Congress is heading for a showdown with President Donald Trump over the renaming of Fort Hood in Central Texas and nine other Army bases across the South that are named after Confederate generals.
The Democrat-led House Armed Services Committee late on Wednesday voted mostly along party lines to approve a measure to mandate the scrubbing of those bases’ names within a year, just a couple weeks after the GOP-led Senate Armed Services Committee approved a similar proposal.
Trump has issued a veto threat over the effort, which both chambers have inserted into their respective versions of a broader, must-pass defense bill.
The renaming push features some bipartisan support, particularly as Confederate iconography has garnered fresh scrutiny amid the civil rights protests that have followed the killing of George Floyd, a black man who recently died in Minnesota while in police custody.
But Reps. Mac Thornberry and Mike Conaway – the two Texas Republicans on the House Armed Services Committee – were among the GOPers to vote against the measure.
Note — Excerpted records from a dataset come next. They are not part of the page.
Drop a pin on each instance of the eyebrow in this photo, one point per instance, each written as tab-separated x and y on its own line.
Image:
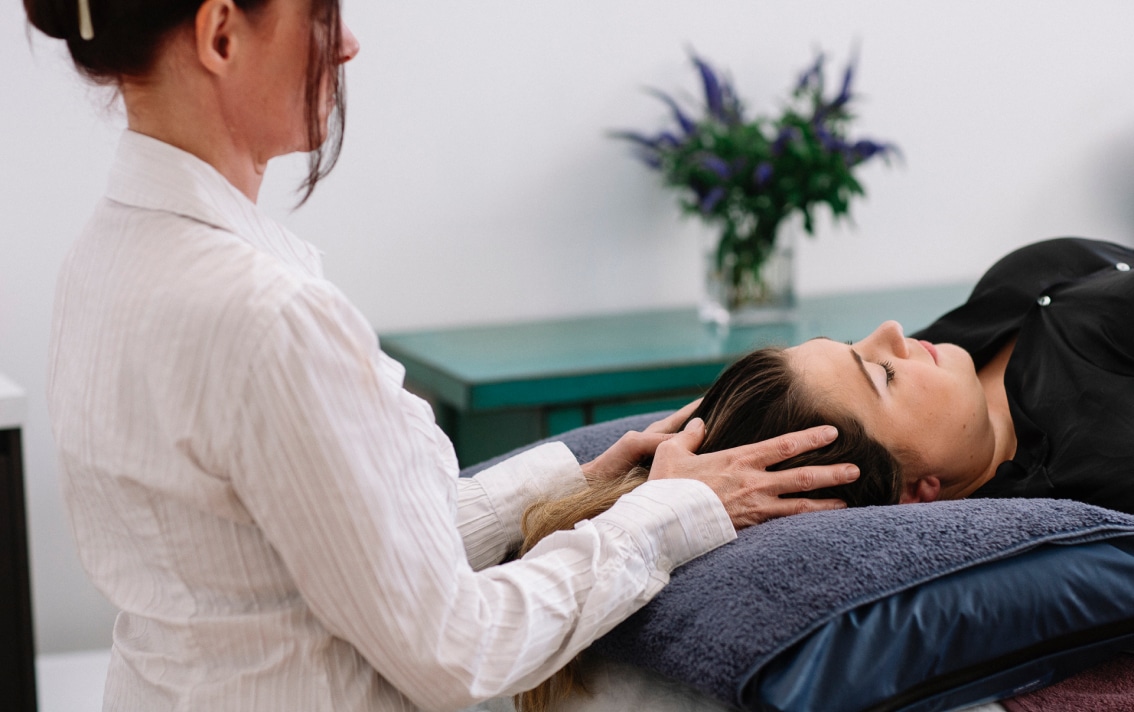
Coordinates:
865	374
862	367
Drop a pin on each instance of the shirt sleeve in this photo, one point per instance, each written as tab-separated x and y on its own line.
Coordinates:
491	505
343	472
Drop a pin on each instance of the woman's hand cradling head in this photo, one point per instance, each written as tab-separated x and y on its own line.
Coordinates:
634	448
741	479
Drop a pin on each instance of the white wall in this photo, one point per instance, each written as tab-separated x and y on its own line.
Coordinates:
477	186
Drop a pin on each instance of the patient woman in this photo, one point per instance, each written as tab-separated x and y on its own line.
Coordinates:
1025	390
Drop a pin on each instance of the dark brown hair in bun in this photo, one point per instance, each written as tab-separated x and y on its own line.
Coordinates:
127	35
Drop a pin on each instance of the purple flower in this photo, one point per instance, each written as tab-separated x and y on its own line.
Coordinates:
845	91
763	174
865	150
712	89
687	125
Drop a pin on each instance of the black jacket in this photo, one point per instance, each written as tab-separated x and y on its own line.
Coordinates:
1071	376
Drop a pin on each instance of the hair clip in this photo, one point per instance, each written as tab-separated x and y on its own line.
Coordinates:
85	28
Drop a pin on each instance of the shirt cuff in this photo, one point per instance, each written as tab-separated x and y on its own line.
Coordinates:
671	520
546	472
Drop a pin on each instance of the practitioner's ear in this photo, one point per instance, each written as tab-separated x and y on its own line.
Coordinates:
921	490
218	24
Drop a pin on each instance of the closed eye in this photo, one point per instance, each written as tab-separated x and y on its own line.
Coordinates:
889	371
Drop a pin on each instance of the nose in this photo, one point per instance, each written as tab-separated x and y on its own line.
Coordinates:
350	45
891	338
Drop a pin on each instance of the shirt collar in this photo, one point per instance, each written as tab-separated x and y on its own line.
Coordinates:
153	175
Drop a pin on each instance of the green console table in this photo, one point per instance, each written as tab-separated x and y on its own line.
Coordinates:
496	388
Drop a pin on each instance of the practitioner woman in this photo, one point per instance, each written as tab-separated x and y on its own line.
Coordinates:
278	520
1025	390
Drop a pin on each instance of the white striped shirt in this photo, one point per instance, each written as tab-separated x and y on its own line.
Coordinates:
278	519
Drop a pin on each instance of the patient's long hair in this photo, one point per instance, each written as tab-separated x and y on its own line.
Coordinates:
754	399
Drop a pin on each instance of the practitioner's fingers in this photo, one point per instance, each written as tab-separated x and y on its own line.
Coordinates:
768	452
673	422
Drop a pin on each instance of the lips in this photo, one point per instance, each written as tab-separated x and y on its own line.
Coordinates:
930	348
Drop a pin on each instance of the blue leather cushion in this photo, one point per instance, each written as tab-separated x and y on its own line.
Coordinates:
913	608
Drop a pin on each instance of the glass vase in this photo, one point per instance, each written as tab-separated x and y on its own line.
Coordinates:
760	294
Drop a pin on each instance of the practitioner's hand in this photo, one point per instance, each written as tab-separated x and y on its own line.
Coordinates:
673	422
739	476
626	454
634	447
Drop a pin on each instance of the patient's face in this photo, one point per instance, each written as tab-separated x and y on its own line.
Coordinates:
912	396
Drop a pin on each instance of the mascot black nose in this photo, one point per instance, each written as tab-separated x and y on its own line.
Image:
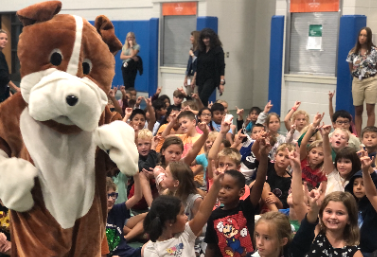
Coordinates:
71	100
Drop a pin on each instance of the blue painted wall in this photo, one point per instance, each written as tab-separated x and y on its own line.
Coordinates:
348	32
212	23
276	62
146	32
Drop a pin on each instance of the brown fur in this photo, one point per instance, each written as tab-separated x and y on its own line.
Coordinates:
36	232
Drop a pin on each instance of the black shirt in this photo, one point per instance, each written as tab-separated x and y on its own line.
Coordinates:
232	230
4	74
210	65
279	185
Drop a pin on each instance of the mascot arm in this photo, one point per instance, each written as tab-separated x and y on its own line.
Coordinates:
16	181
117	139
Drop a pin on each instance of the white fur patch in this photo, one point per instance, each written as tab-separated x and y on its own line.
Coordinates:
75	57
66	169
46	92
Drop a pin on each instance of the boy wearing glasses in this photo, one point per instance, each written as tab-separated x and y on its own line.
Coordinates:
342	119
119	216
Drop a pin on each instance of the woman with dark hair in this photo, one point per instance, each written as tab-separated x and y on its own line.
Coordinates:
130	60
210	65
362	61
191	63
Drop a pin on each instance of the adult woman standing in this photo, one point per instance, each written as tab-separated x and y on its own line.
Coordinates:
362	61
210	65
130	60
191	63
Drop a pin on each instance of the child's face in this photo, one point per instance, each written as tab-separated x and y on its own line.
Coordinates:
144	146
339	140
208	144
301	122
172	153
253	116
343	123
180	223
281	160
344	166
217	116
167	102
274	124
169	181
335	216
225	107
256	132
358	188
187	125
230	192
139	121
177	100
370	139
315	156
162	111
266	239
205	116
226	163
110	199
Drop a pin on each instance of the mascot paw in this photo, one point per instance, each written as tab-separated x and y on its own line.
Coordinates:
16	181
118	139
Thornberry, a Panhandle lawmaker who serves as the top Republican on the panel, said his “personal opinion is that the name of some, if not all, of these installations should be changed.” But he took issue with Congress mandating those changes, particularly in a year time frame.
“Sometimes rather than just decide ourselves and dictate to the country, if we can prod discussion, if we can encourage that sort of self-examination, it’s going to have deeper and longer lasting effects,” he said during the committee mark-up.
Thornberry offered an amendment to the renaming proposal put forth by Rep. Anthony Brown, D-Md., and Rep. Don Bacon, R-Neb.
The Texan suggested a study of whether the bases in question should renamed, rather than a mandate that they be changed. He also proposed lengthening the timeline, while also requiring more feedback from the communities that work at and live around those installations.
“To me the most powerful and desirable outcome is increased understanding and changed hearts,” he said, adding that he would like to hear from various stakeholders about what they feel when they “drive up to Fort Hood,” which is named after Confederate Gen. John Bell Hood.
Thornberry’s amendment failed, mostly along party lines.
He and Conaway – a West Texan who also personally supports renaming Fort Hood and its counterparts, per his spokeswoman – then joined all but two Republicans in voting against the idea put forth by Brown and Bacon, who are both military veterans.
But the Texans ultimately joined every committee member, both Republican and Democrat, in voting for the overarching defense bill that now contains the renaming mandate. The House bill was named in honor of Thornberry, who is retiring after 13 terms in Congress.
Two Texas Democrats – Reps. Veronica Escobar of El Paso and Filemon Vela of Brownsville – were among those who voted to require the renaming of Fort Hood and others like it. Escobar was cited for playing a role in helping craft the measure.
Brown, the Maryland Democrat, said the Confederate generals for which those bases were named “belong in the trash heap of history.”
“Our military will no longer honor traitors who fought for slavery & white supremacy; men who wouldn’t want me to serve in uniform let alone in Congress,” he wrote on Twitter.
The House version will have be reconciled with the Senate proposal, which was offered by Sen. Elizabeth Warren, D-Mass., and which would provide a three-year timeline to remove from Defense Department assets all names and displays that honor the Confederacy.
Even before the House proposal earned committee approval, Trump had vowed to veto the Senate version.
“I will Veto the Defense Authorization Bill if the Elizabeth ‘Pocahontas’ Warren (of all people!) Amendment, which will lead to the renaming … of Fort Bragg, Fort Robert E. Lee, and many other Military Bases from which we won Two World Wars, is in the Bill!” he wrote on Twitter.
The president has more broadly sought to protect monuments to Confederate officials and other historical figures, describing it as a “battle to save the Heritage, History, and Greatness of our Country!”
Correction, 10:58 a.m. on July 2, 2020: An earlier version of this story incorrectly said that Rep. Mike Conaway doesn’t support renaming Fort Hood and other Army bases named after Confederate generals. His spokeswoman said he personally supports their renaming, though he voted against a measure that would mandate such action.